‘Lizzie presents us with work intrinsically linked with the natural world. Investigating wilderness within the city, Lizzie uses locally foraged willow and vine to create objects which aid the crossing of thresholds. Collected from miniature ecosystems nestled off motorways and tennis courts, the materials Lizzie uses come from grey areas in terms of ownership. These in-between spaces are politically charged no man’s lands which they seek to reclaim. Woven masks and burial chambers consider ritual, mortality and deep time, with a focus on the rhythmic embodiment of traditional methods of making.’
The Skinny, June 2023
will the circle be unbroken?
this instillation exists in echo.
they are the echoes that move us out of bed each morning,
the revelations we agree to, to make sense of what’s going on here.

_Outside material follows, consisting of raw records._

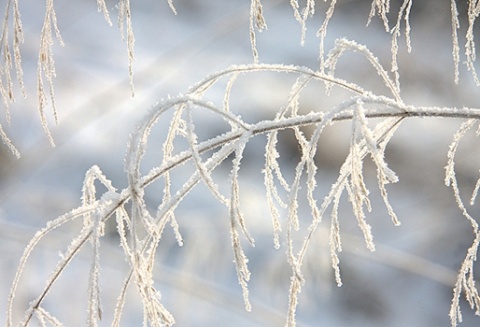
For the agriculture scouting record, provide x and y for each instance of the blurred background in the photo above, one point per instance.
(408, 281)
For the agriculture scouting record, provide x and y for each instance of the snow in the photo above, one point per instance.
(198, 282)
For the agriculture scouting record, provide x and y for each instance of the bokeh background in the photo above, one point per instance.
(408, 281)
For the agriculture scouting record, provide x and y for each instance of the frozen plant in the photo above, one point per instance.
(374, 119)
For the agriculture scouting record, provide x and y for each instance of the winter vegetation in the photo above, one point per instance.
(202, 139)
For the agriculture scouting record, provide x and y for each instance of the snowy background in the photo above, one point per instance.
(408, 281)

and by here, i mean, now- you- reading this, and all that you carry
why do you get up each day?
what moves you?
It’s the why’s, the what’s, the who’s, the when’s,
these are how we determine to live.
and for me, this installation was born from my own revelations:
my reflections of death.
‘death is a mirror’ says john o’donohue, irish poet,
and what has it told me?
about what remains,
golden and singed from loss:
its binding colliding force
the gravitational pull of each thing to another
to share, to love, to give
and this instillation exists in testament to this
to these reflections, to these revelations.
I began drawing at a young age and would spend my evenings of adolescence doodling fictional worlds; abstracting the ‘objective’ world I see. The practice of drawing to me, from a young age, was always about trying to depict something ‘beneath the surface’ as Bill Viola, video artist, once said.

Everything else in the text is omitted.